Ainda há espaço para bancos bons?
por Paulo Kliass
A péssima imagem do financeiro
Um dos problemas derivados da profunda crise por
que passa o sistema econômico mundial nos tempos atuais é o aumento contínuo da
descrença em suas próprias instituições. Como a face mais evidente e mais
importante do sistema globalizado é a do universo financeiro, todas as ações e
organizações a ele ligadas acabam tendo sua própria credibilidade colocada em xeque. Falou em qualquer
coisa que leve o adjetivo “financeiro”: pronto! Entrou em estado de “desgraça”.

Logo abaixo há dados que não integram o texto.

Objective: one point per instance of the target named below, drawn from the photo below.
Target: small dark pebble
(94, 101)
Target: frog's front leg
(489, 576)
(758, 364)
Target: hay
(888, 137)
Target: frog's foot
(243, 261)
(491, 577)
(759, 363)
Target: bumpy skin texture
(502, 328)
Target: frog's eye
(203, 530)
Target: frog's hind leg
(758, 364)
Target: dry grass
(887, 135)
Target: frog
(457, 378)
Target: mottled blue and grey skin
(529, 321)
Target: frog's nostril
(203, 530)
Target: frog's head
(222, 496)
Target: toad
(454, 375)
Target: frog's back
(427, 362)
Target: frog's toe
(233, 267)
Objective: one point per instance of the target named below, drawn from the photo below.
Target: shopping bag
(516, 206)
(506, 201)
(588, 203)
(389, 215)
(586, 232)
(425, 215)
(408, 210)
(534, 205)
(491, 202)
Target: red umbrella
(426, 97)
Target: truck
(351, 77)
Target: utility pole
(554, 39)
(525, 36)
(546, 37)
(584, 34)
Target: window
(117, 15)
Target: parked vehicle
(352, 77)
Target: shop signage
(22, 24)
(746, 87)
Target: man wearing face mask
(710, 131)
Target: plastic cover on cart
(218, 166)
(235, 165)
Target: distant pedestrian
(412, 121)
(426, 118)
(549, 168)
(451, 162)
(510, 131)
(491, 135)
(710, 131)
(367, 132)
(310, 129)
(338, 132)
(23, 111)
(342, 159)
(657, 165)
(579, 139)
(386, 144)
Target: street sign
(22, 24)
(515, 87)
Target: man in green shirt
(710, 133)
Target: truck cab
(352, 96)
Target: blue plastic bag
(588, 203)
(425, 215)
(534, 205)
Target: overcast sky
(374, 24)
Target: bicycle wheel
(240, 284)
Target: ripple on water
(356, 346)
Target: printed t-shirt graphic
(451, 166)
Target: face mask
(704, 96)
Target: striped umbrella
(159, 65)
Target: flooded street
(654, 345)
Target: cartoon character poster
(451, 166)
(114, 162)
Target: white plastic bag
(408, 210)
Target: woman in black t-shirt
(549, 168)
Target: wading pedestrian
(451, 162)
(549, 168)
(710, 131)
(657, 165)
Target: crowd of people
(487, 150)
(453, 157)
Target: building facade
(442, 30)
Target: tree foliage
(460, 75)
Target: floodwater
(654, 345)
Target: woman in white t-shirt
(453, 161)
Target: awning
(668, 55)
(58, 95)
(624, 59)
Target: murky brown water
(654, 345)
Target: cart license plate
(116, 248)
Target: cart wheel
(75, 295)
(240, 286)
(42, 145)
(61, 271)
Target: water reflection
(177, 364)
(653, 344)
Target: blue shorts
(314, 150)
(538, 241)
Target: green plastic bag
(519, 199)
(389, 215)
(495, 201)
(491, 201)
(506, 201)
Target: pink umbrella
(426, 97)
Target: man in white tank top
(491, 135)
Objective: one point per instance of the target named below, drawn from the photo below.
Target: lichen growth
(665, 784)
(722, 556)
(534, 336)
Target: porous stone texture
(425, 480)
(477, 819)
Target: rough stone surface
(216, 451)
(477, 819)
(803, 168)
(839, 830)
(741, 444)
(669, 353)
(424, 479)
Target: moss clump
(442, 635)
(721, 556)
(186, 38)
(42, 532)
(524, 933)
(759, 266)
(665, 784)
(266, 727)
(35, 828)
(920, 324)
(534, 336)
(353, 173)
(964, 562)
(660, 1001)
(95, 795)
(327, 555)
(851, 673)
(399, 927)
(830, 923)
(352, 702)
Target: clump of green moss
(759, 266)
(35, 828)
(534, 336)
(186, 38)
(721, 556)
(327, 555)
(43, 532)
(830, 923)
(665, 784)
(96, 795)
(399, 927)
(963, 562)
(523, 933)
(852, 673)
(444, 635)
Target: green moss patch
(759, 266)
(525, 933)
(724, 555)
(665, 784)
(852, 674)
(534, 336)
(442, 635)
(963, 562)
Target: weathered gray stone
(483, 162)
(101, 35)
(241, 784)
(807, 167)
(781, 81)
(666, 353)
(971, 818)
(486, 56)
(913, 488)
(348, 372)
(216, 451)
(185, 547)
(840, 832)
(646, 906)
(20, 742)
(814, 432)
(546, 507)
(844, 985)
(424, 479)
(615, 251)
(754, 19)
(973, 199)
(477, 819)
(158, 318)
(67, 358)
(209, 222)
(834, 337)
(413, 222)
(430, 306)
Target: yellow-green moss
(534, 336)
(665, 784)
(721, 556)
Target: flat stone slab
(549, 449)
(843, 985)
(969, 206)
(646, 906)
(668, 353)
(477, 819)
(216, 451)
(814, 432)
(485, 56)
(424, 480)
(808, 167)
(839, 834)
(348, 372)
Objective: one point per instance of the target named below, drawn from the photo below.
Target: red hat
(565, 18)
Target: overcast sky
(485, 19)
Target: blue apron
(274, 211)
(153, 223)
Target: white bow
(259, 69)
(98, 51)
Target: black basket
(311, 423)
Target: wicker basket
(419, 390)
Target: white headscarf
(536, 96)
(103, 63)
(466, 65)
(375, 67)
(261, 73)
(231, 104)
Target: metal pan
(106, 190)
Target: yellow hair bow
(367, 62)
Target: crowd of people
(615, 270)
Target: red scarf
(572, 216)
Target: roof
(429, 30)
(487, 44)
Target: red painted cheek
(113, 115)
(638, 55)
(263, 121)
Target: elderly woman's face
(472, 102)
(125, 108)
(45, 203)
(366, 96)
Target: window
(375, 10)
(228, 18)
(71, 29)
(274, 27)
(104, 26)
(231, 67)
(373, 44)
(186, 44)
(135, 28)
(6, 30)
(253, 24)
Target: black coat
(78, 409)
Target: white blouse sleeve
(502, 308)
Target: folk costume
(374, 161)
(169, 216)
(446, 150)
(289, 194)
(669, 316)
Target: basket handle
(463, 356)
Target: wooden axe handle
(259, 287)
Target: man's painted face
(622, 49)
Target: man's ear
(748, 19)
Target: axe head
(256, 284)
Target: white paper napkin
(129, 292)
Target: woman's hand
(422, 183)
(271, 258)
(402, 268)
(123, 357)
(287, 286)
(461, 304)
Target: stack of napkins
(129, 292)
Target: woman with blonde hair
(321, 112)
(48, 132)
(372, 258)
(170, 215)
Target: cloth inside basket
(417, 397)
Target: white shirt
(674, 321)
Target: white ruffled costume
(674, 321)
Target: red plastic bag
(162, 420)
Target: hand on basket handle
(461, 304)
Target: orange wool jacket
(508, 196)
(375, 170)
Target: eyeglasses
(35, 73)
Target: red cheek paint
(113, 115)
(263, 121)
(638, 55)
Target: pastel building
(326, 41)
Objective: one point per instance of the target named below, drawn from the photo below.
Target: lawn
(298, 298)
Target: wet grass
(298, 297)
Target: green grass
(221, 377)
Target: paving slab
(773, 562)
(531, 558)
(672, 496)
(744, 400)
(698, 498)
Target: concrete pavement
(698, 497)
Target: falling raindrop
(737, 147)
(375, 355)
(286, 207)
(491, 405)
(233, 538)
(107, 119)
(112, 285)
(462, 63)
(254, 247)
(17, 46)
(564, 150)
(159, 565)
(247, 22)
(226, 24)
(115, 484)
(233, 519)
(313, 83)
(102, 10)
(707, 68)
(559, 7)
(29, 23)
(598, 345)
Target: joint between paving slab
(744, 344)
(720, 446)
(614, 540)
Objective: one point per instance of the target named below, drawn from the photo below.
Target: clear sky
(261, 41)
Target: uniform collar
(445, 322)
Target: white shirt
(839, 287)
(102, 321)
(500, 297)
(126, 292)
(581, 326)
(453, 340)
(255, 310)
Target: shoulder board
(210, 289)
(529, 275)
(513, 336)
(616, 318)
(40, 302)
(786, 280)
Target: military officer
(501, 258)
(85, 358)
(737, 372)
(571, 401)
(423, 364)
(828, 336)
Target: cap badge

A coisa acaba ficando mais complicada, pois nas
manchetes do mal-feito acabam confundindo-se todos os elementos do próprio
sistema. A crise foi provocada pela ação irresponsável das grandes corporações
financeiras. Os maiores beneficiários da crise são os grandes bancos. As bolsas
de valores e de mercadorias representam o lócus por excelência da especulação
financeira.
A crise teve início com o sistema das hipotecas no
mercado imobiliário estadounidense, onde a incapacidade de honrar os
compromissos dos empréstimos era mascarada pelos mercados de títulos
secundários. A solução para o fenômeno evidente da bolha do mercado de imóveis
era empurrada com a barriga, por meio do lançamento de mais operações,
envolvendo maior risco, como nos jogos de pirâmide. As agências de “rating” –
que deveriam bem avaliar o risco embutidos nas operações financeiras – exercem,
ao contrário, função ativa no processo da especulação. Os esforços realizados
pelos governos dos Estados Unidos e da Europa têm sido na direção do salvamento
dos bancos, sempre à custa de sacrifício imposto à maioria da população. E por
aí vai.
E nessa toada, acaba-se correndo o risco de
generalizações que, muitas vezes, acabam por dificultar a análise concreta de
cada caso, de cada agente, de cada instituição. Apenas demonizar o conjunto das
instituições do sistema financeiro, por conta da crise e do comportamento mais
visível de seus gigantes, é algo que não contribui para bem compreender a
dinâmica de funcionamento da economia contemporânea. Na verdade, seria uma
atitude similar a condenar o conjunto das atividades do setor da agricultura,
por exemplo, em razão do comportamento predatório do latifundiário plantador de
soja transgênica. Ou então de denunciar todo o ramo da indústria de confecções
em função dos conhecidos empresários que realizam o seu lucro com base na
exploração do trabalho escravo. Ou ainda responsabilizar todas as empresas
atuantes no ramo da construção civil pela ação irresponsável das grandes e
conhecidas construtoras na área da construção residencial ou das grandes obras
encomendadas pelo setor público. Ou mesmo uma condenação de qualquer tentativa
de constituição de novos agentes na área de comunicação, dada a péssima atuação
dos integrantes do oligopólio atual em televisão, rádio, imprensa escrita, etc.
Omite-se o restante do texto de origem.